How Residential HPWH Results Become STCs, VEECs, and ESCs
Residential HPWH scheme registrations use AS/NZS 4234 modelling to estimate annual energy savings. Those results are then converted into certificate outcomes under the relevant scheme rules.
Target schemes
Residential HPWH products may be registered for SRES, VEU, and ESS. SRES is administered by CER and uses STCs, VEU uses VEECs, and ESS uses ESCs.
Each scheme has its own application process, forms, evidence requirements, and calculation method.
Modelling basis
Residential modelling usually uses AS/NZS 5125.1 heat pump performance test data, AS/NZS 4692.1 tank heat loss data, tank geometry, fitting locations, product control settings, AS/NZS 4234 annual simulation, and the climate zones and load profiles required by each scheme.
The same product evidence can often support more than one scheme, but each scheme still needs its own submission package.
What the model produces
The model produces annual performance outputs, including annual energy consumption, energy savings compared with the reference electric water heater, minimum delivery temperature, and scheme-specific values used in certificate calculations.
The model must meet scheme criteria before an application can proceed.
How STCs are derived
For SRES, CER uses approved modelling outputs to determine how many STCs a registered product can create. The final public listing depends on the submitted model, climate zone results, and CER acceptance.

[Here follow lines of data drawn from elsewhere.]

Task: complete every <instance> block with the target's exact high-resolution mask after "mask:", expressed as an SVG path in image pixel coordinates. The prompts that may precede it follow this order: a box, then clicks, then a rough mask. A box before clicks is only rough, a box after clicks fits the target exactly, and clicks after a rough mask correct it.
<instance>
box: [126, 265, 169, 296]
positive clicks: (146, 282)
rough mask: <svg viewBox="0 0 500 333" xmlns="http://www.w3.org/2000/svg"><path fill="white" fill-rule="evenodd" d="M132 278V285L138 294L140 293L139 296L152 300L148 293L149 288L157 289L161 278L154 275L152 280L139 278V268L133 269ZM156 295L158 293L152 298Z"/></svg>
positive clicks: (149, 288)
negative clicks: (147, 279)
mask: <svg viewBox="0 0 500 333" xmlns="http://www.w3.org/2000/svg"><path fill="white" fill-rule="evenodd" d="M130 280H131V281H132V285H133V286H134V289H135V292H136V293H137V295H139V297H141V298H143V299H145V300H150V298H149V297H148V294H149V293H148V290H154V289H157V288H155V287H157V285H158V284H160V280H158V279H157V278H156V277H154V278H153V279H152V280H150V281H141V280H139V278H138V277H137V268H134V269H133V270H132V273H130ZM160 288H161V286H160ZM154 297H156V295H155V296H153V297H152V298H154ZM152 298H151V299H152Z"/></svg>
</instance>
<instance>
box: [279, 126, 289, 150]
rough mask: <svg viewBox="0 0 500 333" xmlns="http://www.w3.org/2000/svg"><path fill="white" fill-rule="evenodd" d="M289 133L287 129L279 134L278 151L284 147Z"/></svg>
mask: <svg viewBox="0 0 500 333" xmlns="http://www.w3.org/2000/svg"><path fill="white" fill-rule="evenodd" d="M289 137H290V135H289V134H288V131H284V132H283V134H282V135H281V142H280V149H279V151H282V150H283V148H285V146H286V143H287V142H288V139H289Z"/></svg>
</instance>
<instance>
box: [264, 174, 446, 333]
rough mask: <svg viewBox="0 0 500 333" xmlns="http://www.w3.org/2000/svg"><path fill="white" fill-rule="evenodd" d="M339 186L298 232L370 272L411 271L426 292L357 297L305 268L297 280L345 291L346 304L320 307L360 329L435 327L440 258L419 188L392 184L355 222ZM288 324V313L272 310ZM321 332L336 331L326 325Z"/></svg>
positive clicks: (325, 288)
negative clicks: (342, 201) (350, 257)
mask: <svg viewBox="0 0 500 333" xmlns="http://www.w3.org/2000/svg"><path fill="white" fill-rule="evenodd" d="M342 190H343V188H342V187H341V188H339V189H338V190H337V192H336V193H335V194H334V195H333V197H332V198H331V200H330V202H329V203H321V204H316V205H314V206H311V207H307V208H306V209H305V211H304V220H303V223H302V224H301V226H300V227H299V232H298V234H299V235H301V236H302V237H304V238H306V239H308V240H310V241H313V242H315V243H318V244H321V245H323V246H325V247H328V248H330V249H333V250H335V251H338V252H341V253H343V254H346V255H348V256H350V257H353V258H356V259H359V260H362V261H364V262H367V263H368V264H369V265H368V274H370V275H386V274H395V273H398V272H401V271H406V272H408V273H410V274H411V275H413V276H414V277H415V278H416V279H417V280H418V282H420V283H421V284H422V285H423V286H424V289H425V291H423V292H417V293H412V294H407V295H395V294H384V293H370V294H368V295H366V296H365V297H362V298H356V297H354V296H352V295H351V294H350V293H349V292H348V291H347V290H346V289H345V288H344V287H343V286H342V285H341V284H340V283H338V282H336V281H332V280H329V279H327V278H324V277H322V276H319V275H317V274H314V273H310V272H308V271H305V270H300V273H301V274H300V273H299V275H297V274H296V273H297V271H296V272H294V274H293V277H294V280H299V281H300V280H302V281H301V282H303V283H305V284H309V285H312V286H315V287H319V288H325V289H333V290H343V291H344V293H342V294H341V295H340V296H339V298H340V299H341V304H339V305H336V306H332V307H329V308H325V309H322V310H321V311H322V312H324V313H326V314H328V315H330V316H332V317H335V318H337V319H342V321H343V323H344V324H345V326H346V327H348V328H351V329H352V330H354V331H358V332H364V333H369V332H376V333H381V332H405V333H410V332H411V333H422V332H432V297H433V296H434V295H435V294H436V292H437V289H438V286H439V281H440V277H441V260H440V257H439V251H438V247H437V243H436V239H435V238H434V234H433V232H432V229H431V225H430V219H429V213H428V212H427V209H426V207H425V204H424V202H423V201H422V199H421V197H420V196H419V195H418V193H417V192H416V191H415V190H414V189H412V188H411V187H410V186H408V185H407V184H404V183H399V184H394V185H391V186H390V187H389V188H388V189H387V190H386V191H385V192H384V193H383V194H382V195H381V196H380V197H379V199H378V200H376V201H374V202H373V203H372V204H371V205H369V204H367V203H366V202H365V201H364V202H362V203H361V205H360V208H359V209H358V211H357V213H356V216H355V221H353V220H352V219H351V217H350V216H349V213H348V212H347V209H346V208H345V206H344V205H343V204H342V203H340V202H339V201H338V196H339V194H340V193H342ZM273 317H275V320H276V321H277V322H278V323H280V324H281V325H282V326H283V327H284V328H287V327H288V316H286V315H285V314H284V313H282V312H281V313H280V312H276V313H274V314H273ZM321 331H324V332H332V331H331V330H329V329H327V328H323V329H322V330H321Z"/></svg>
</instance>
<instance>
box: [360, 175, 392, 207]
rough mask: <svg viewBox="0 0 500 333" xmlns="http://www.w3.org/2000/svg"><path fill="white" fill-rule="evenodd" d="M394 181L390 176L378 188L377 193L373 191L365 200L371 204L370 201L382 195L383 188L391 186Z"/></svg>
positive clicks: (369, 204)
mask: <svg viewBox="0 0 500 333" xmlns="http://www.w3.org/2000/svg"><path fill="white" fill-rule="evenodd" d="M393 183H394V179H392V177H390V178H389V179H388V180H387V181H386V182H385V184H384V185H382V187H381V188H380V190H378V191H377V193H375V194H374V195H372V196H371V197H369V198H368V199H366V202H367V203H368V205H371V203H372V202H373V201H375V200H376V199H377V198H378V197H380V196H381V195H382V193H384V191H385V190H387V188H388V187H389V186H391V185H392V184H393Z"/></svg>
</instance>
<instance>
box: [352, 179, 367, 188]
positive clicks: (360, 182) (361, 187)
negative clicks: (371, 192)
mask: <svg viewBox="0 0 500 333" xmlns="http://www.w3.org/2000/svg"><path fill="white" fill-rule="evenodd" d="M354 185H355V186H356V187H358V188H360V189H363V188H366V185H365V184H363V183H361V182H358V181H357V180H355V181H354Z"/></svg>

EnergyAE prepares modelling evidence and application material to support the CER registration pathway.
How VEECs and ESCs are derived
For VEU and ESS, certificate quantities depend on scheme calculation methods and the modelled performance values used by the scheme.
The process involves modelling the product under the required AS/NZS 4234 conditions, checking minimum delivery temperature and energy savings criteria, preparing product application evidence, and submitting or supporting submission through the relevant scheme pathway.
If the regulator asks questions, EnergyAE helps respond where the request relates to modelling, test evidence, or document consistency.
Common reasons results change
Certificate outcomes can change when control settings change, tank heat loss evidence changes, model names or variants are consolidated, test report values are revised, or a different tank or heat pump variant is included.
Results can also change when the target scheme uses a different AS/NZS 4234 version or calculation method.
What EnergyAE needs from you
Confirm which schemes you want to target before modelling starts. Also confirm the exact product models, tank variants, brand names, and control settings that should appear in the final applications.